District Mandi Baha-Ud-Din, situated between latitude 32°34′47″ N and longitude 73°28′53″ E, is bounded by the Chenab River separating it into the Hafzabad and Gujranwala districts. The Gujrat district lies towards the eastern side while on the northern side the Jhelum River [20] acts as a boundary separating Jhelum from the Sargodha district. The plain’s alluvial areas have been changed into agricultural lands where major crops such as wheat, sugar cane, rice, and vegetables are grown. The silt and sandy areas are considered barren land (Figure 1).

2.2. Vegetation Sampling

To work out the plant diversity in the Mandi Bahuddin district of Punjab province, Pakistan, comprehensive field visits were conducted in the study area from 2019 to 2021. The entire district was divided into 120 grids based on topography, climate, physiography, and physiognomy. Each grid was subdivided into 3 sites based on the heterogeneity of the vegetation. In the research area, 360 sample sites were randomly selected for collecting quantitative phytosociological data. A total of 9 plots (3 alien species) were investigated at each sample site. To attain abundance data for individual plant species, quantitative phytosociological data, the rate of recurrence, cover values, density, and the significance value index were documented in every plot for each plant species, and the mean values for each of the 270 sampled quadrats were calculated. During field surveys, samples were gathered from the forest, wetland, grassland, mountain summits, arable land, dry land, roadsides, sandy area, and scrubby land in each site of the Mandi Bahuddin district. Triplet quadrats, each 1 × 1 m² in size, were laid in each study site randomly [19]. The important phytoecological data [21] such as the biological spectra (life form, leaf size), flowering seasons, and cultivation status of each plant were noted [5]. The geographic aspects such as altitude, latitude, and longitude for each site were determined by a Garmin eTrex, Global Positing System (GPS) [22] from district Mandi Bahuddin, Punjab, Pakistan.

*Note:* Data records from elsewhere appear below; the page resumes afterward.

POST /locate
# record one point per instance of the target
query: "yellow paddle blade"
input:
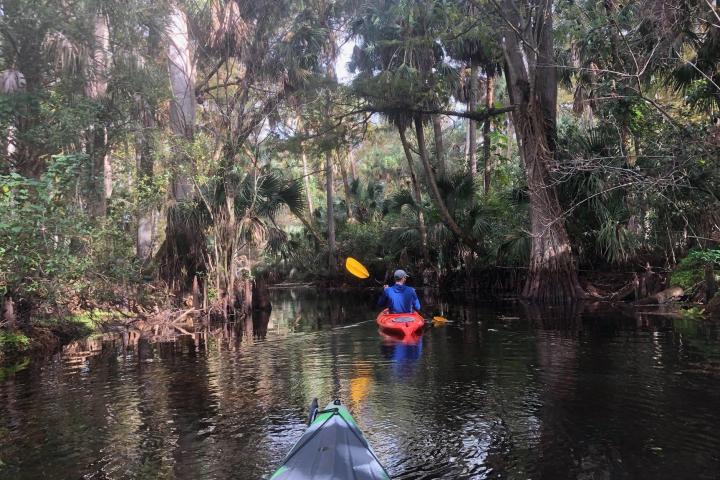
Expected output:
(356, 268)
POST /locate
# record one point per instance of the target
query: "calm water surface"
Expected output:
(503, 392)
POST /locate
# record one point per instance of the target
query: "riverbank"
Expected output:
(44, 335)
(497, 391)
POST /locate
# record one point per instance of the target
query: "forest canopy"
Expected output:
(181, 150)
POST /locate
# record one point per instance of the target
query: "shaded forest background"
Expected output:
(174, 152)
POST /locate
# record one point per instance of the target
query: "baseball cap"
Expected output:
(400, 274)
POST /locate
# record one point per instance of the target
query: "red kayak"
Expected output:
(403, 325)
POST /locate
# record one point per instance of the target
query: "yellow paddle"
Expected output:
(358, 269)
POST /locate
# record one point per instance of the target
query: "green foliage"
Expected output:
(690, 271)
(49, 249)
(12, 342)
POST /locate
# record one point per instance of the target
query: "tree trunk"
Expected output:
(329, 190)
(489, 101)
(472, 128)
(417, 196)
(439, 148)
(346, 188)
(353, 165)
(96, 89)
(8, 317)
(439, 202)
(710, 283)
(145, 166)
(306, 179)
(181, 69)
(532, 86)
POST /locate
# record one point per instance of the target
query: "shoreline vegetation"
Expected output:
(165, 165)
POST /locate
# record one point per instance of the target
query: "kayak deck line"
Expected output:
(404, 325)
(332, 447)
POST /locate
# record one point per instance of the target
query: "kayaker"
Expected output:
(399, 298)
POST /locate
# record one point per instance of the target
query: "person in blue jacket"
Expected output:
(399, 298)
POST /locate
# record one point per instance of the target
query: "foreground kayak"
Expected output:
(403, 325)
(332, 448)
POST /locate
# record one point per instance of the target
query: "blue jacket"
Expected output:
(399, 299)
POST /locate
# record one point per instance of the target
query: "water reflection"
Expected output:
(508, 391)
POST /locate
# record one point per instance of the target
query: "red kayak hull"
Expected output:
(402, 325)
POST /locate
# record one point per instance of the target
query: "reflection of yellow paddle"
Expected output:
(358, 269)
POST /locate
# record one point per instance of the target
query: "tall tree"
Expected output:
(530, 70)
(181, 256)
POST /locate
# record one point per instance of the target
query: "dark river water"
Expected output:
(502, 392)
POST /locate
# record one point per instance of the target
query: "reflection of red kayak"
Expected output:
(403, 325)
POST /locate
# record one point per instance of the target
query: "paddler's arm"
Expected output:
(383, 300)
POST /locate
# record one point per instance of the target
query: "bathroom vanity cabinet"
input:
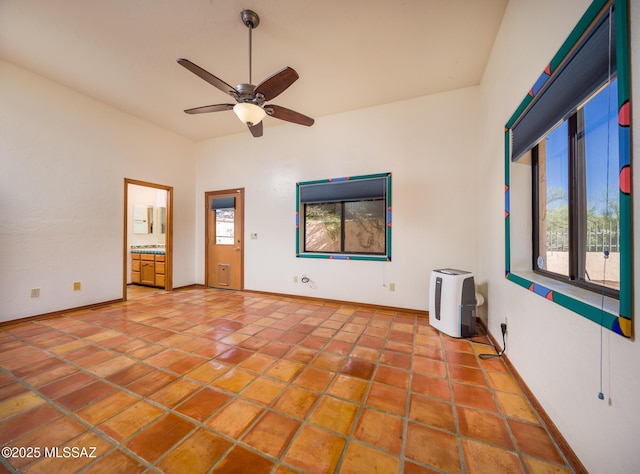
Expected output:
(148, 269)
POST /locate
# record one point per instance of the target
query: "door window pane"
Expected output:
(225, 226)
(601, 189)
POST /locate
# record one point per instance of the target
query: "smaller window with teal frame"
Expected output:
(344, 218)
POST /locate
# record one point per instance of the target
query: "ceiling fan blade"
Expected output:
(256, 130)
(209, 108)
(283, 113)
(277, 83)
(207, 76)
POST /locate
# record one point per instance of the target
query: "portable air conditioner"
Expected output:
(452, 302)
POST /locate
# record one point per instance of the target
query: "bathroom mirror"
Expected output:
(142, 219)
(162, 220)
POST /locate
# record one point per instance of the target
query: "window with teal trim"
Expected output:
(345, 218)
(572, 132)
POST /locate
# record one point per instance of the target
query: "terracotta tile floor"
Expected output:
(204, 380)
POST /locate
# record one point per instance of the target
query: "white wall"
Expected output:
(556, 351)
(430, 147)
(64, 157)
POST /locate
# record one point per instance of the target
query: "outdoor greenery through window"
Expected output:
(345, 227)
(345, 218)
(577, 196)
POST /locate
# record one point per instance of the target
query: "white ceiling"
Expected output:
(349, 54)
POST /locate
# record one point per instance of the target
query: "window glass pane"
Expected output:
(553, 186)
(225, 226)
(322, 227)
(365, 230)
(602, 198)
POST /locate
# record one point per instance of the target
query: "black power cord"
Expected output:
(503, 328)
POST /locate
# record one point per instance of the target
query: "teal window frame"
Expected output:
(300, 253)
(621, 323)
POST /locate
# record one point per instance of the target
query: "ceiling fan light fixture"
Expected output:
(250, 114)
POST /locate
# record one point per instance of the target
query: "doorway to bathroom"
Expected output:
(147, 238)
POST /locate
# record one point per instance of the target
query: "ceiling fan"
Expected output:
(250, 107)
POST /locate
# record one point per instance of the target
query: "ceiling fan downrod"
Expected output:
(251, 20)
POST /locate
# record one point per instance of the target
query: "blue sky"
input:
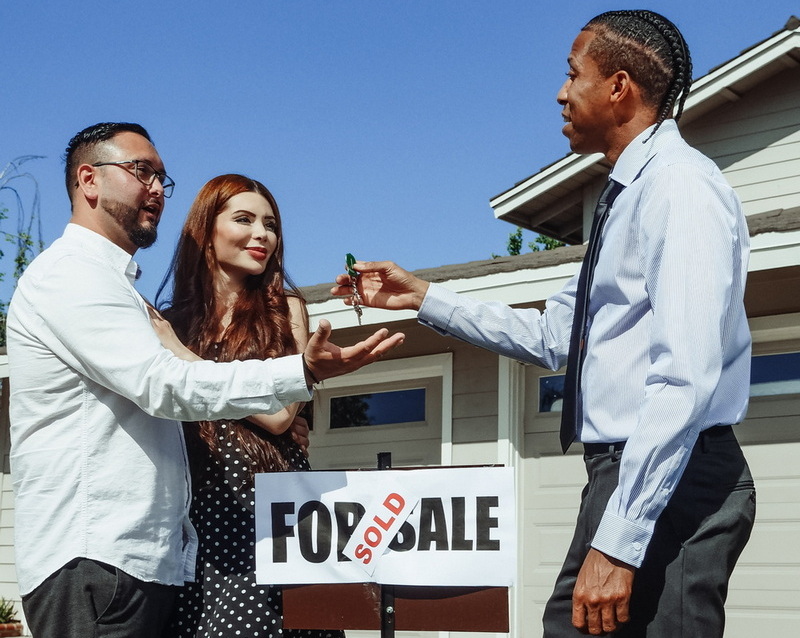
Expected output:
(382, 128)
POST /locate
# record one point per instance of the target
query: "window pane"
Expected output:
(378, 408)
(774, 374)
(551, 393)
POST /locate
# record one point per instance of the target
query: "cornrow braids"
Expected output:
(651, 49)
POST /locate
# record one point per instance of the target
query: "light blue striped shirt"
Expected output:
(668, 347)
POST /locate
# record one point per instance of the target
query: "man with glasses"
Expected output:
(99, 467)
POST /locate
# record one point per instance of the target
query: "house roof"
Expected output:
(760, 224)
(551, 201)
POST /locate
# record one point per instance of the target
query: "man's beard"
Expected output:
(128, 218)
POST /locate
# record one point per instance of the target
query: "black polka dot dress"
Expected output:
(224, 601)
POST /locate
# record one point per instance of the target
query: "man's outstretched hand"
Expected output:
(383, 284)
(324, 359)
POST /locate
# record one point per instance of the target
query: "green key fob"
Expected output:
(349, 261)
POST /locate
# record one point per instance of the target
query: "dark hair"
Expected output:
(259, 326)
(80, 147)
(651, 49)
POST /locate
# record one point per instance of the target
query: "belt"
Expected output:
(593, 449)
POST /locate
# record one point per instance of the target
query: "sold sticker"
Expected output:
(377, 528)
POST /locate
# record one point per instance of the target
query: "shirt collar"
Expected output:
(641, 150)
(101, 248)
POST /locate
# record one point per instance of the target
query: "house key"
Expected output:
(349, 261)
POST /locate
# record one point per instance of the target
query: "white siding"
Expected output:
(756, 142)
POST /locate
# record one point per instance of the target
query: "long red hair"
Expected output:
(259, 326)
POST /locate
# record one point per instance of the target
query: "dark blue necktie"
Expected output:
(572, 412)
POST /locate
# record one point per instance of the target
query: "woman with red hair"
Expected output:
(231, 299)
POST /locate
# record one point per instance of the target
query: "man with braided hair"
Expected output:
(662, 348)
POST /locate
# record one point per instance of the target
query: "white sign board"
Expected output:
(437, 527)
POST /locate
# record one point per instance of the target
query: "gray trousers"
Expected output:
(89, 599)
(680, 589)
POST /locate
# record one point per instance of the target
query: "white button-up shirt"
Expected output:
(668, 346)
(98, 465)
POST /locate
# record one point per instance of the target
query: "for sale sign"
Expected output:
(442, 526)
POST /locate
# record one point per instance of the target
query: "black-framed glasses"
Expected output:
(146, 174)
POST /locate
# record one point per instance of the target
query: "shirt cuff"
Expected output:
(290, 379)
(437, 307)
(621, 539)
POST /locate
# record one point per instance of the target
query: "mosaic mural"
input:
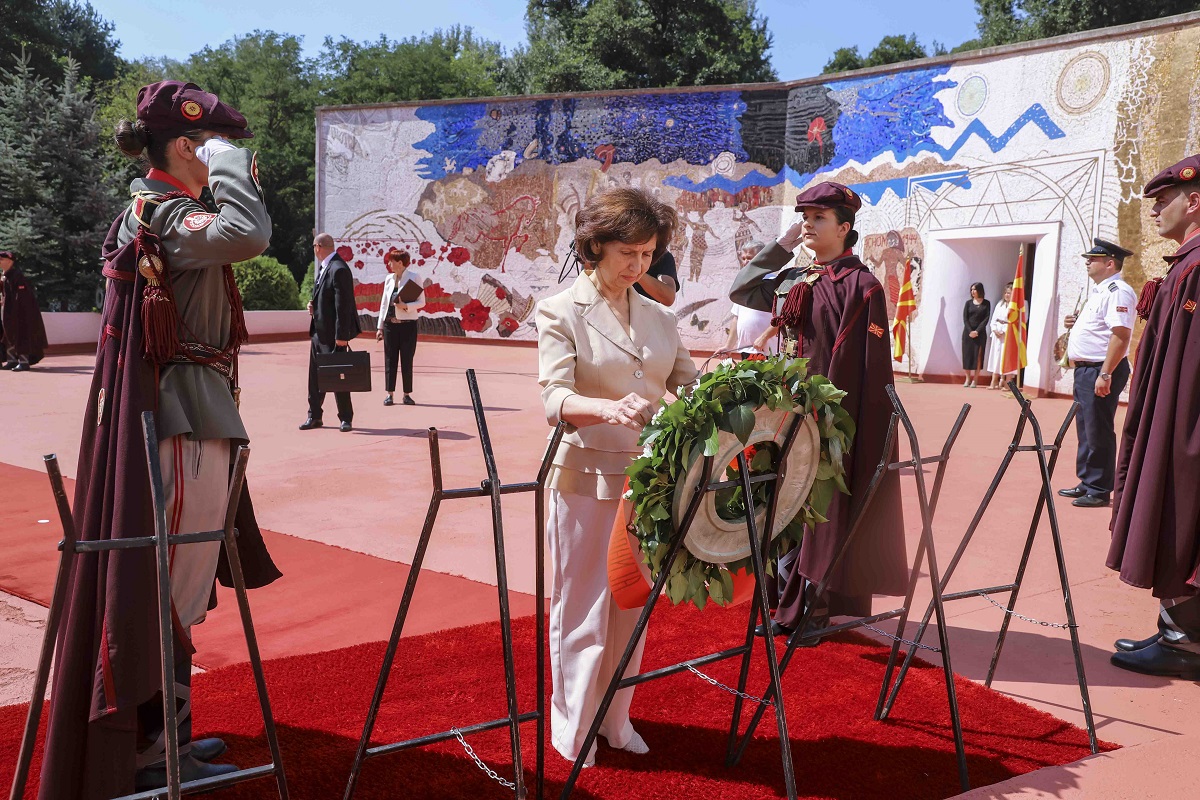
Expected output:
(484, 193)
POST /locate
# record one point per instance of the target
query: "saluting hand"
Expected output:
(631, 410)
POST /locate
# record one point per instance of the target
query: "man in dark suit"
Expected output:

During the field surveys, grass specimens were taken, pressed, dried, photographed, and finally mounted on international standard-sized herbarium sheets [11]. All samples were cross-indexed with the floral literature [23] after identification following the Flora of Pakistan online (http://www.efloras.org/, accessed on 1 March 2021). To avoid any taxonomic confusion related to classifying species, binomials as well as the family nomenclature was used following the plant list ver. 1.1 (URL: http://www.theplantlist.org/ accessed on 6 March 2021) after the preliminary identification of specimens.

2.3. Soil Sampling

The location data of the plots under consideration were recorded by handheld GPS. The physicochemical qualities of the soil determine the spatial distribution of plant communities [24]. Soil samples were collected from a depth of 6 to 9 cm at each sampling site and placed in a polythene bag. The dust was well mixed, then air-dried, and rock, rubbish, and gravel particles which are larger than 2 mm in size were removed by sieving the soil samples [25]. Soil moisture, soil pH, electrical conductivity, organic matter, macronutrients such as calcium carbonate (CaCO₃), nitrogen (N), phosphorus (P), and potassium (K), and saturation were measured in the soil samples [26]. The electrical conductivity of soil samples was determined with a conductivity meter, while pH was determined by a pH meter. The total N was calculated following the Kjeldahl method [27], and the organic matter (OM) using the Walkley–Black method was determined [27]. The levels of P and K were calculated and CaCO₃ was assessed using the acid-base neutralization method. The Scal Tec moisture analyzer, which was set to 110 °C, was applied to measure the moisture content (MC) of soil samples. The percentage of saturation was estimated following the formula;

$$\%\mathrm{moisture}=\frac{\mathrm{Wet}\mathrm{soil}-\mathrm{Dry}\mathrm{soil}}{\mathrm{Dry}\mathrm{soil}}\times 100$$

(1)

2.4. Ordination Analysis

The relative influence of each alien species in the established vegetative associations was evaluated by means of cluster analysis [28]. This study correspondingly helped in finding the diagnostic and sporadic plants of each floral category, as well as their degree of association with their corresponding groups. The results of the vegetation classification were confirmed by detrended correspondence analysis (DCA). The impacts of ecological variables in the alterations in the species data were further investigated by canonical correspondence analysis (CCA) [29]. Ward’s technique and Euclidean distances were applied to locate precise pruning points for the dendrogram, as described by DCA and CCA, as were employed on the data sets to correlate alien vegetation structure with environmental factors [30].

2.5. Data Analysis

The collected phytosociological data for plants and environmental variables were organized and further processed in Microsoft Excel 2016 for subsequent analysis, following the CANOCO and PAST software [31]. The cluster analysis was based on the importance value index (IVI) of each wild grass type found in the 270 sampled spots. The optimum pruning point for the dendrogram was determined using Ward’s technique and Euclidean distances [19]. PAST software (version 4.07) was used to cluster and calculate the diversity indices (Simpson’s Index, Shannon–Wiener Index (H), species dominance, and species evenness) for each habitat type. CANOCO software of (version 4.5) [32], applied to perform CCA and DCA [19].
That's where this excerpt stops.